Grunthor saß an dem massiven Tisch und kratzte mit einer Schreibfeder auf einer großen Landkarte herum. Er war dabei, Flächenkarten und topographische Schaubilder zu zeichnen; unwillkürlich nahmen Ashes Drachensinne Notiz davon, wie akkurat der Bolg arbeitete. Die Landmarken waren noch nicht beschriftet, wahrscheinlich aufgrund der Tatsache, dass Grunthors Lese und Schreibfähigkeiten etwas beschränkt waren.

Der Bolg-Riese blickte auf, und ein grausiges Grinsen breitete sich über sein Gesicht. »Ach, hallo, Ashe«, begrüßte er den Ankömmling und legte die Feder beiseite. Dann lehnte er sich auf seinem großen Stuhl gemütlich zurück und faltete die Hände über dem Bauch. »Na, dann gab’s dich wohl tatsächlich in zweifacher Ausfertigung. Was bringt dich hierher?«

»Wo ist Rhapsody?
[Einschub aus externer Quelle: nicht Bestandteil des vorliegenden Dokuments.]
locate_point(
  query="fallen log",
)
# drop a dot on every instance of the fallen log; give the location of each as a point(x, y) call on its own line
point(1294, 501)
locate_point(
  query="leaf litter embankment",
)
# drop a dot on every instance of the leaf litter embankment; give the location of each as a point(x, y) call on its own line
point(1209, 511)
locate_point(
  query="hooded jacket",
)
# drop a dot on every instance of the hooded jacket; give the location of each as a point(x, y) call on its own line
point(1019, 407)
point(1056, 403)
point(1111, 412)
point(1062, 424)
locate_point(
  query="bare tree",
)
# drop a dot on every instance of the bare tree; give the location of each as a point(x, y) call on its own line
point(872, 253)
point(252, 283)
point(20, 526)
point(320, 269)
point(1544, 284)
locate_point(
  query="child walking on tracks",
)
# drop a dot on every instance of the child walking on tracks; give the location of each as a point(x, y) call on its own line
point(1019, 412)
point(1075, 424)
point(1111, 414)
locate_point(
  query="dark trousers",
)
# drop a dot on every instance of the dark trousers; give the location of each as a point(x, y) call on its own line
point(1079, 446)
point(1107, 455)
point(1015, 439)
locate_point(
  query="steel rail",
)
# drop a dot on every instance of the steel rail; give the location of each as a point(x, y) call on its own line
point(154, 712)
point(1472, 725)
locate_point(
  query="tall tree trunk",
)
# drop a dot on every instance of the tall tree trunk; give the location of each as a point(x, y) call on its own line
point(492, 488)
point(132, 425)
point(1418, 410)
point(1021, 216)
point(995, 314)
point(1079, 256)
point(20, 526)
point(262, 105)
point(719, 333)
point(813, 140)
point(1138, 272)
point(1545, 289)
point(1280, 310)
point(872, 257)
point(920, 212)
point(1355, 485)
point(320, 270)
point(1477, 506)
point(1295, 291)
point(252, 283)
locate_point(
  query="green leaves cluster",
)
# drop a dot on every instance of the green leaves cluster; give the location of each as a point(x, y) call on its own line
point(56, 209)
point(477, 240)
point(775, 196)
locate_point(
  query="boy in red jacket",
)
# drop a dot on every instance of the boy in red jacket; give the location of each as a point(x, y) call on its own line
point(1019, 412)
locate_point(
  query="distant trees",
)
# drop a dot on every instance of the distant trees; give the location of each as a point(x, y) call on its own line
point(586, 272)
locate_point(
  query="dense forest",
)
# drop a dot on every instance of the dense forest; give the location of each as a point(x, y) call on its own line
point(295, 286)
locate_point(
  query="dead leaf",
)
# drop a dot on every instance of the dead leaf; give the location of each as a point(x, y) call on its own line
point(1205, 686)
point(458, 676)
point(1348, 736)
Ich habe gehört, wie zwei Wachen davon gesprochen haben, sie sei schwer verwundet.«

»Tut mir Leid, alter Junge, ich fürchte, du kommst ein bisschen spät. Sie ist weg.«

»Was?« Plötzlich fing Ashes Stimme an zu zittern.
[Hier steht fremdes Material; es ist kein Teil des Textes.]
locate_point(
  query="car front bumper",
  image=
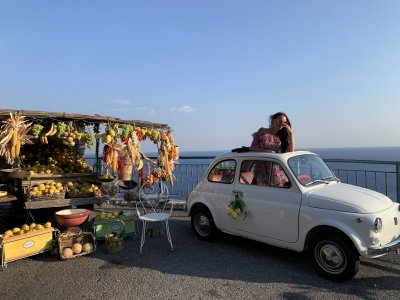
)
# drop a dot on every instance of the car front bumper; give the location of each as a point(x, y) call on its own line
point(395, 245)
»Jawohl«, bestätigte Grunthor, grinste und genoss Ashes Panik. »Sie und Achmed sind vor ein paar Tagen ausgeritten.« Er nahm die Feder wieder zur Hand und arbeitete weiter. »Du hast dir ja auch ganz schön Zeit gelassen, bis du hier auftauchst.«

Ashe stützte die Hände auf den Tisch. »Wie meinst du das, sie ist mit Achmed ausgeritten?«

Grunthor grinste, ohne aufzublicken. »So, wie ich’s sage. Sie wollten ein bisschen Zeit für sich allein wenn du verstehst, was ich meine.«

»Ach, bitte.« Ashe spürte, wie sich sein Gesicht angeekelt verzog. Er schüttelte den Kopf, um das Schreckensbild zu verscheuchen. »Wo sind sie denn hingeritten?«

»Ich glaube, sie wollten Rhonwyn suchen, du weißt schon, deine Tante.«

»Mir ist durchaus bekannt, wer Rhonwyn ist. Warum wollen sie zu ihr?«

»Hat irgendwas mit den Enkeln der Gräfin zu tun. Geht dich aber eigentlich nix an.«

Allmählich wurde Ashe ärgerlich. »Was willst du denn damit nun wieder sagen?«

Grunthor bewegte zwar den Kopf nicht, aber er schielte mit einem äußerst vorwurfsvollen Blick zu Ashe empor. »Also sag mal, wo warst du eigentlich, als sie fast gestorben ist, hä? Nach all dem, was sie für dich getan hat und immer noch tut, wo warst du da, als sie dich gebraucht hätte?«

»Ich war an der Küste.« Obwohl die Kapuze seine Stimme dämpfte, konnte Grunthor erkennen, dass Ashe sich selbst schon genug Vorwürfe machte. »Was ist passiert? Geht es ihr besser?«

Mit einer Kopfbewegung deutete Grunthor auf einen der Stühle. Ashe setzte sich und ließ seinen Tornister zu Boden fallen, während der Sergeant einen Becher aus dem Krug neben sich füllte. »Sie ist verwundet worden, als sie die Seele des kleinen Fräuleins gerettet hat.«

»Jo? Ist Jo auch verletzt?«

»Na, das kann man sagen. Sie ist tot.« Auf Grunthors Gesicht zeigte sich keine Gefühlsregung, sein Ton war unverbindlich, aber der Drache spürte, wie sein Herz einen Schlag aussetzte, wie die Tränendrüsen des Riesen mehr Flüssigkeit produzierten und die Muskeln in seinem großen vorspringenden Kinn sich anspannten. Diese wortlosen Reaktionen sagten Ashe alles, was er wissen musste.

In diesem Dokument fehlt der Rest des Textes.